If you write down the numbers of the columns, in the order they are "used" by the rows, you'll find a permutation on the numbers 1 through n. Each product is associated with one of these permutations. The product is negated when the permutation is odd. At least that's how it looks in the 3×3 case.
If we derive a formula for the determinant of a 4×4 matrix, it will have 24 terms, each term a product of 4 entries according to a permutation on 4 columns. Half the terms are negated, according to the parity of the permutations. A 5×5 matrix gives a formula with 120 terms, and so on. This quickly becomes impractical, but let's prove it anyways.
Let det2(M) be the sum of all permutation products, where a product is negated when its associated permutation is odd. This definition agrees with det1 for n = 1, 2, and 3. Proceed by induction on n.
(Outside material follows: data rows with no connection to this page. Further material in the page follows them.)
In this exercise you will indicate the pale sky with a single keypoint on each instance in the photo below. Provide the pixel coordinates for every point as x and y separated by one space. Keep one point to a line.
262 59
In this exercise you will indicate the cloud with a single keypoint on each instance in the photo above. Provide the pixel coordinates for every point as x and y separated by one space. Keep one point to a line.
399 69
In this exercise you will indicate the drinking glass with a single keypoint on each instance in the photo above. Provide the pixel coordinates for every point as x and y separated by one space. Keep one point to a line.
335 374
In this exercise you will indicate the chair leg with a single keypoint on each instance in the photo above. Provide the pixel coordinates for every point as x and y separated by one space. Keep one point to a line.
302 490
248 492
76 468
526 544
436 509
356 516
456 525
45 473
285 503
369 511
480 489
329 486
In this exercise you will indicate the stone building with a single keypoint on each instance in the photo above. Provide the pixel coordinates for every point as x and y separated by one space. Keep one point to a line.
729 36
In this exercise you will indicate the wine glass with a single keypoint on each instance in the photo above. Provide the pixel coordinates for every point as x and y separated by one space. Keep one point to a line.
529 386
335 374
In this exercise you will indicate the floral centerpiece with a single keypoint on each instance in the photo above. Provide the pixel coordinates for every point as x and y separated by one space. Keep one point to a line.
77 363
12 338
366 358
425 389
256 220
Given an n×n matrix, delete the first row and jth column, and write the subdeterminant as a sum of permutation products. For each permutation, add 1 to each column number that is j or larger. We are pushing them over to make room for column j. Now place j at the beginning of these permutations. After all, det1 says to multiply the subdeterminant by the entry in row 1 column j. Have we changed the parity of the permutation by putting j in front? Only if an odd number of transpositions are needed to move j from its home in position j, to the front in position 1. This happens only when j is even. When j is 4, swap it with 3 2 and 1 to move it to the front, giving 3 transpositions. The remaining numbers, 1 through j-1 and j+1 through n, are permuted as before, with their preexisting parity. As if in confirmation, det1 tells us to negate the product precisely when j is even. The application of det1(M) produces det2(M). The two formulas are equivalent.